Consider what queries users might ask about this content
Group information that would answer the same query together
Keep related context together even if it spans formatting boundaries
Never split mid-explanation or mid-example
Create chunks that would be useful standalone search results

The LLM returns either explicit boundary markers or restructured content. Unrag then enforces token limits, adds overlap, and produces the final chunks.

Fallback behavior

LLM calls can fail. Rate limits, network issues, malformed responses—these happen, especially at scale. The agentic chunker handles failures gracefully.

When the LLM call fails, the chunker falls back to sentence-based splitting. Your document still gets chunked and ingested, just without the retrieval optimization.
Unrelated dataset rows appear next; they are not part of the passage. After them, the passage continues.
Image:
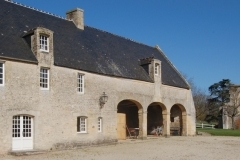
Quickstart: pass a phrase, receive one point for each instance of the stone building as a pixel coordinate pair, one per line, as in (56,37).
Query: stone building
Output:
(62,84)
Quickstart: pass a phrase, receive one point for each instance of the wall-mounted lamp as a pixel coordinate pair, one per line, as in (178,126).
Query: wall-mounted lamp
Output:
(103,99)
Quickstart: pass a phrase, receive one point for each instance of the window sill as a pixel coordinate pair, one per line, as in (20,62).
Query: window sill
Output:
(44,51)
(44,89)
(82,133)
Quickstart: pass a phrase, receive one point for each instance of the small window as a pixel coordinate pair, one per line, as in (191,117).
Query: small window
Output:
(156,69)
(80,84)
(1,74)
(82,124)
(44,78)
(99,124)
(44,43)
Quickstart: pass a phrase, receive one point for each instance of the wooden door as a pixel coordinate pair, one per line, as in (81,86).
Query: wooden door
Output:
(22,133)
(121,126)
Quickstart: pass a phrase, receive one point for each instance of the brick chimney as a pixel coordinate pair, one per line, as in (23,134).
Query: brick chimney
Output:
(76,15)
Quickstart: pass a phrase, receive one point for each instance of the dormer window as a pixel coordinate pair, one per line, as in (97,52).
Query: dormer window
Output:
(156,69)
(44,44)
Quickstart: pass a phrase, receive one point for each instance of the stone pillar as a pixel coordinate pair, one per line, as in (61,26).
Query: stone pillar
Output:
(166,123)
(142,117)
(184,125)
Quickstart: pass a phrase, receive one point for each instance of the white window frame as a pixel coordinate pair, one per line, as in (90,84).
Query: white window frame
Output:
(44,43)
(82,122)
(80,83)
(99,124)
(156,69)
(3,74)
(42,78)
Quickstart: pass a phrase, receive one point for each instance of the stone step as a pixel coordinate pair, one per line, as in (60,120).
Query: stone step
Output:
(26,152)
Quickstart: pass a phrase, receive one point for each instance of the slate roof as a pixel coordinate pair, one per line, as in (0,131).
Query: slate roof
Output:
(89,50)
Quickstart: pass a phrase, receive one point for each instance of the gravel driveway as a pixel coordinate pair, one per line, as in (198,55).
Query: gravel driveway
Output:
(173,148)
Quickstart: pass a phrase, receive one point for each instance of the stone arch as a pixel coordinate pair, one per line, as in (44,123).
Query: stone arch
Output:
(156,116)
(178,120)
(134,115)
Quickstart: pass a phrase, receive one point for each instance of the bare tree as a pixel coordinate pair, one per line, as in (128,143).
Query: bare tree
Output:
(232,109)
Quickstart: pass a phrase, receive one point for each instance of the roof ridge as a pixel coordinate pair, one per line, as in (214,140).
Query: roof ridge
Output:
(120,36)
(174,67)
(48,13)
(35,9)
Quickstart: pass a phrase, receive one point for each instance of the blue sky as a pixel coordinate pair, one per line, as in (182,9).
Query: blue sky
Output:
(200,37)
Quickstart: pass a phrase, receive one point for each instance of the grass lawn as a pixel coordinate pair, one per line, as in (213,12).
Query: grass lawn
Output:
(220,132)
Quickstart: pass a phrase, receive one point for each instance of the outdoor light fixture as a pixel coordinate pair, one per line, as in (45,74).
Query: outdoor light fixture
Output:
(103,99)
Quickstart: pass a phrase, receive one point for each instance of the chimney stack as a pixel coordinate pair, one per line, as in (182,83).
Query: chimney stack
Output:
(76,15)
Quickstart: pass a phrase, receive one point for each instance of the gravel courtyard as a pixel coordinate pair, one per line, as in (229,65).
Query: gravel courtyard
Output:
(173,148)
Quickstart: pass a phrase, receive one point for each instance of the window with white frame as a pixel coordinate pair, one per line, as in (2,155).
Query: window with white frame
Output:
(99,124)
(82,124)
(44,44)
(80,83)
(1,74)
(156,69)
(44,78)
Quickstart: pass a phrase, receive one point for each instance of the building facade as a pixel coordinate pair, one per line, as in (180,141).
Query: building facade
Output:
(55,72)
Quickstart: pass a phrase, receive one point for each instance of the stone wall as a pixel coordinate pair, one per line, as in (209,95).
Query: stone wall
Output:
(55,111)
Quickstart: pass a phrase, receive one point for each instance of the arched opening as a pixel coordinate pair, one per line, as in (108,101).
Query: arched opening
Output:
(129,119)
(156,117)
(177,120)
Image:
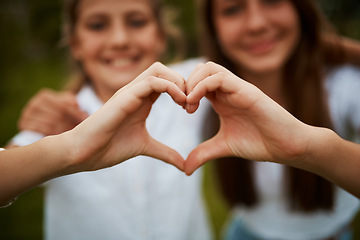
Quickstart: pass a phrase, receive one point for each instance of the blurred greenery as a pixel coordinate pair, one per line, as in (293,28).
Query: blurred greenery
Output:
(31,59)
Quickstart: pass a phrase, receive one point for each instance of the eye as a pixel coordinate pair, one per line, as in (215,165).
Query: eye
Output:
(96,25)
(232,9)
(137,22)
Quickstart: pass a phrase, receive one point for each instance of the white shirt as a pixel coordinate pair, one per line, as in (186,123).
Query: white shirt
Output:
(142,198)
(271,219)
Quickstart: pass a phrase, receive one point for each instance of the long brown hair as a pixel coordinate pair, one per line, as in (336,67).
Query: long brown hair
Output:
(306,99)
(165,17)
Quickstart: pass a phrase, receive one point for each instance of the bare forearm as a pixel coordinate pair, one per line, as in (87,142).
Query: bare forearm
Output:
(23,168)
(333,158)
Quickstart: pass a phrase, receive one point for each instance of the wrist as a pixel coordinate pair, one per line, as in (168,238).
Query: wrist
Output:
(322,141)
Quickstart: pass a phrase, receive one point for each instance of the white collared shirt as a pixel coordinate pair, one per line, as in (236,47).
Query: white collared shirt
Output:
(142,198)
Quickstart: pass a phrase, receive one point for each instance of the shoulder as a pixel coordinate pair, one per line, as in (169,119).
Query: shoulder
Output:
(343,77)
(184,68)
(343,72)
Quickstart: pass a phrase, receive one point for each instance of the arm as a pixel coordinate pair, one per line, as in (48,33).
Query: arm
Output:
(113,134)
(255,127)
(50,113)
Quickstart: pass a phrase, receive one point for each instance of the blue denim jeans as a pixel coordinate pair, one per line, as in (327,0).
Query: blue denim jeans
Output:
(237,230)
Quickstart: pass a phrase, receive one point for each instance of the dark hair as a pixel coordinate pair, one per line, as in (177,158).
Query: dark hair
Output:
(306,100)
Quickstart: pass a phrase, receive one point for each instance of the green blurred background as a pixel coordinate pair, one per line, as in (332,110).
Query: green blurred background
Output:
(30,58)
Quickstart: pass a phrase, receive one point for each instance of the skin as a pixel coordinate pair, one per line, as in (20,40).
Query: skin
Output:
(253,126)
(258,36)
(115,41)
(113,134)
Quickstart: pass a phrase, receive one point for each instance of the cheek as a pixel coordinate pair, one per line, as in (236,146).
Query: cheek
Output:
(229,33)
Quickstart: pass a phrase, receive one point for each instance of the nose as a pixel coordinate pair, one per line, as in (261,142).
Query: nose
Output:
(118,35)
(255,17)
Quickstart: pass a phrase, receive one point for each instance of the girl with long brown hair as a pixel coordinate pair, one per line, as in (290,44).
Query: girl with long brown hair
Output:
(278,46)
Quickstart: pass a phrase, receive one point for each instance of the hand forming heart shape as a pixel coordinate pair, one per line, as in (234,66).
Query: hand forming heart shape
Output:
(249,120)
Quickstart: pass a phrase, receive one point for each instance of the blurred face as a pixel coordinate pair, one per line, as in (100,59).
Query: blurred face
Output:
(116,40)
(257,35)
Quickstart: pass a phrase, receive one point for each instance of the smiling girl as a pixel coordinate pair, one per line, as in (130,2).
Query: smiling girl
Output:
(277,46)
(113,41)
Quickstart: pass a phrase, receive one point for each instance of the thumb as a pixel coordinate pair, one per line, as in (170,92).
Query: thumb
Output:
(206,151)
(162,152)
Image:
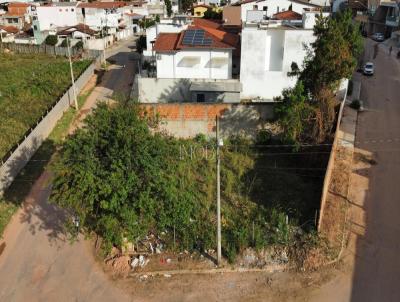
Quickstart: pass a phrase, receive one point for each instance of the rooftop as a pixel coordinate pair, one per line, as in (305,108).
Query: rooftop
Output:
(170,42)
(287,15)
(103,5)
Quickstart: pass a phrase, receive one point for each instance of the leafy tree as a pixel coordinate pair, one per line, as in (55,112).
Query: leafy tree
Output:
(120,180)
(51,40)
(64,43)
(186,5)
(168,5)
(333,55)
(79,45)
(307,112)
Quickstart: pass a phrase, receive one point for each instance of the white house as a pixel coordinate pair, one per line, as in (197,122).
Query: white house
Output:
(192,54)
(174,25)
(267,53)
(99,15)
(271,7)
(54,15)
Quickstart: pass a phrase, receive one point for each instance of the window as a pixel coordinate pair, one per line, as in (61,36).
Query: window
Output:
(200,98)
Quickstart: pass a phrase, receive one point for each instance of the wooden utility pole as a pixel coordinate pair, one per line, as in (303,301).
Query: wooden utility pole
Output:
(218,196)
(72,74)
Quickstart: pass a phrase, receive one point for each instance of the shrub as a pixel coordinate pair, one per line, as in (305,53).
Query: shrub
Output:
(64,43)
(355,104)
(51,40)
(350,87)
(79,45)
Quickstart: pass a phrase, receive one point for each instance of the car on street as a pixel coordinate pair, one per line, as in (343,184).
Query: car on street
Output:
(379,37)
(368,68)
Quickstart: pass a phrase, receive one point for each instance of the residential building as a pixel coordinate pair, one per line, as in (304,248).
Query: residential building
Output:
(194,65)
(268,50)
(265,9)
(179,57)
(7,33)
(54,15)
(101,15)
(173,25)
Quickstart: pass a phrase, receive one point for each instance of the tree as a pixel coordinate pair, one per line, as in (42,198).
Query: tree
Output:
(120,179)
(307,112)
(51,40)
(168,5)
(64,43)
(333,55)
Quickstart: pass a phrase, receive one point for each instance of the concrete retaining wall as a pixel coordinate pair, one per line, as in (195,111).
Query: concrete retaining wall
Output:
(189,119)
(152,90)
(50,50)
(22,154)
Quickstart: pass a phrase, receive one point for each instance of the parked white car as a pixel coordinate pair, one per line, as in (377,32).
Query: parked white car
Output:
(368,68)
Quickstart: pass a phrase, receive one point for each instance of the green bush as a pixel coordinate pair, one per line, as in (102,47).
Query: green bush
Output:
(79,45)
(51,40)
(29,84)
(350,88)
(355,104)
(64,43)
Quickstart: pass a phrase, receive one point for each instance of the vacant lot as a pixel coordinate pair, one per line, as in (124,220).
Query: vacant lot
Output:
(29,85)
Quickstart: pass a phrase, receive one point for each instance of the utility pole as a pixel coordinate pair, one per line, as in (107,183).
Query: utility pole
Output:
(218,195)
(72,74)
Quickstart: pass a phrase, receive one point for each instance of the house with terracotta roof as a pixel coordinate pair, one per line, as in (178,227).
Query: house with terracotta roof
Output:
(7,33)
(194,65)
(269,48)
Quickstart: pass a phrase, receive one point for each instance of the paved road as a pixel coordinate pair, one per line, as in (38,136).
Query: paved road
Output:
(38,263)
(372,264)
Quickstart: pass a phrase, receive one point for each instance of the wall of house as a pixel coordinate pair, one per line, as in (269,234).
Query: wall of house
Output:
(97,18)
(274,6)
(152,90)
(188,120)
(195,64)
(266,58)
(52,16)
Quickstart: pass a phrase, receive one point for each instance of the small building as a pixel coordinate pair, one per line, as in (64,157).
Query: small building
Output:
(268,50)
(265,9)
(7,33)
(194,65)
(200,9)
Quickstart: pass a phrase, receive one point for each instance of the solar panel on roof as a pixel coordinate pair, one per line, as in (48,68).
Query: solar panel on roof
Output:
(196,37)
The ingest result includes a warning you can monitor:

const result = await engine.ingest({ sourceId, content });

for (const warning of result.warnings) {
  if (warning.code === "agentic_fallback") {
    // Log for later retry
    await logForRetry(sourceId, warning.message);
  }
}

For critical content, you might want to catch fallbacks and retry during off-peak hours or with a different model.

Practical example

Here's how you might use agentic chunking for a knowledge base where search quality is critical:

import { createUnragEngine } from "@unrag/config";

const engine = createUnragEngine();

async function ingestSupportArticle(article: Article) {
  const result = await engine.ingest({
    sourceId: `support:${article.id}`,
    content: article.body,
    metadata: {
      title: article.title,
      category: article.category,
      lastUpdated: article.updatedAt,
    },
  });

  // Track chunking quality for monitoring
  if (result.warnings.some(w => w.code === "agentic_fallback")) {
    console.warn(`Agentic chunking failed for ${article.id}, using fallback`);
    await metrics.increment("chunking.agentic_fallback");
  }

  console.log(`Chunked "${article.title}" into ${result.chunkCount} chunks`);
  return result;
}

The agentic chunker analyzes each article, considering how support users might search for help, and creates chunks optimized to match those queries.

Agentic vs semantic: a comparison

Both methods use LLMs with similar costs. Here's how they differ:

Aspect	Semantic	Agentic
Goal	Find natural boundaries	Optimize for retrieval
Question asked	"Where do topics change?"	"What would users search for?"
Chunk characteristic	Coherent	Queryable
Best for	Narrative content	Search-critical content
Predictability	More predictable	Less predictable

For most LLM-chunking use cases, start with semantic. It produces reliable, coherent chunks at the same cost. Switch to agentic when you've identified that retrieval quality is the specific bottleneck you need to address.

Monitoring and iteration

Agentic chunking's value shows up in retrieval quality, not ingestion metrics. After implementing it, monitor:

Relevance scores — Are retrieved chunks more relevant to queries?
User feedback — Are search results solving user problems?
Click-through rates — Do users find what they need faster?
Escalation rates — (For support) Are users escalating less after searching?

If metrics improve, the investment is paying off. If they don't, the content might already be well-suited to simpler chunking, or the retrieval problem lies elsewhere (embedding model, reranking, query formulation).